When Rock Gardens Inn first opened in 1911, many of the buildings that are part of the Inn today were already on the property. The gardens themselves were just underway. The craggy coastline itself has not changed much. We had guests who first came as children in the 1930s and now bring their children and grandchildren. We have other guests who celebrated their 51st wedding anniversary, having come almost every year since their honeymoon at Rock Gardens Inn in 1949. It is this great sense of continuity and of place outside the mainstream that gives Rock Gardens Inn its unique qualities.

 

"In 1947 we drove down east from New York on our first vacation and I was in a dither. My bride had stipulated the general locale for the precious two weeks, but left specifics to me. Airily I'd asked the Maine Publicity Bureau in Manhattan for a spot 'where the tide comes in and out and formal dress for dinner means a clean shirt.' Now, as we neared the small inn I'd selected, misgivings swelled, I could feel the damp sheets and lumpy mattress, hear the complaints of the guests about the mediocre food. How otherwise at $9 per head per diem? Including meals!

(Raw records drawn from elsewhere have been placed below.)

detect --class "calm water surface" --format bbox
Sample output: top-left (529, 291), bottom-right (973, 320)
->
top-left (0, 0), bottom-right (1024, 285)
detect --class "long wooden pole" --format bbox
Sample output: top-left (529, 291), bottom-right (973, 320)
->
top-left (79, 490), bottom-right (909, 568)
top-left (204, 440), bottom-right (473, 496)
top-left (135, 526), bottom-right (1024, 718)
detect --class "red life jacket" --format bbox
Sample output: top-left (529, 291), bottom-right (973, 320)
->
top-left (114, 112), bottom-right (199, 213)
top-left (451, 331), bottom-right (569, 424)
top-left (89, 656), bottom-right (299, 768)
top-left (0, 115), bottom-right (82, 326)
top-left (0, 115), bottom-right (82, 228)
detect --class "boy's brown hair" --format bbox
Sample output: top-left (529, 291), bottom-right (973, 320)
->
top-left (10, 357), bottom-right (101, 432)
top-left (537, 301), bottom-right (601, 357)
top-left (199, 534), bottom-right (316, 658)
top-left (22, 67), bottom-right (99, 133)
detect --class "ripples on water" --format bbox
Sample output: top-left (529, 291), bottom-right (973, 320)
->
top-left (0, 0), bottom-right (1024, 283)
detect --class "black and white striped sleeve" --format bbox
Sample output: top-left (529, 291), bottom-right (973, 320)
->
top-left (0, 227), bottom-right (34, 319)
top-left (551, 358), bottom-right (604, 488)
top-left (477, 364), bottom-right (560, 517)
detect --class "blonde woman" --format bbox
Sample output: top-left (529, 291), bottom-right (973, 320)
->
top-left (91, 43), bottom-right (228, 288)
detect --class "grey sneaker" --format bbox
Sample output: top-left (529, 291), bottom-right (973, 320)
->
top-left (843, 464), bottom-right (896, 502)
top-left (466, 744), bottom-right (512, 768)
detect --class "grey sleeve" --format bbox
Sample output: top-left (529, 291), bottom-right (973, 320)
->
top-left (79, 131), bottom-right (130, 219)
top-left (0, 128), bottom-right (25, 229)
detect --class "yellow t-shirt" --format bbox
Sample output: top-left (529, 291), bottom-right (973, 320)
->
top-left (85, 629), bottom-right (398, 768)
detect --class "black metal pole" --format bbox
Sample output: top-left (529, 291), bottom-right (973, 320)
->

Nine bucks wouldn't even buy a crust to go along with the bed in New York. Diffidently I said, 'If you don’t like it, Jeannie, we can always go somewhere else.' At that moment the convertible crested a hill on the potholed road, my wife's face lit in rapture, I blasphemed reverently and cut the motor. Below us stretched a great bay of blinding blue satin creased only by one distant boat soundlessly pulling its wake across the shimmering surface. A handful of islands dozed under blankets of green, and feather-pillow clouds hung high above a long, low peninsula dwarfed by the far-off massif of Mount Washington."

From "Room with a View", a column in Down East Magazine written in the late 1940's or early 1950's.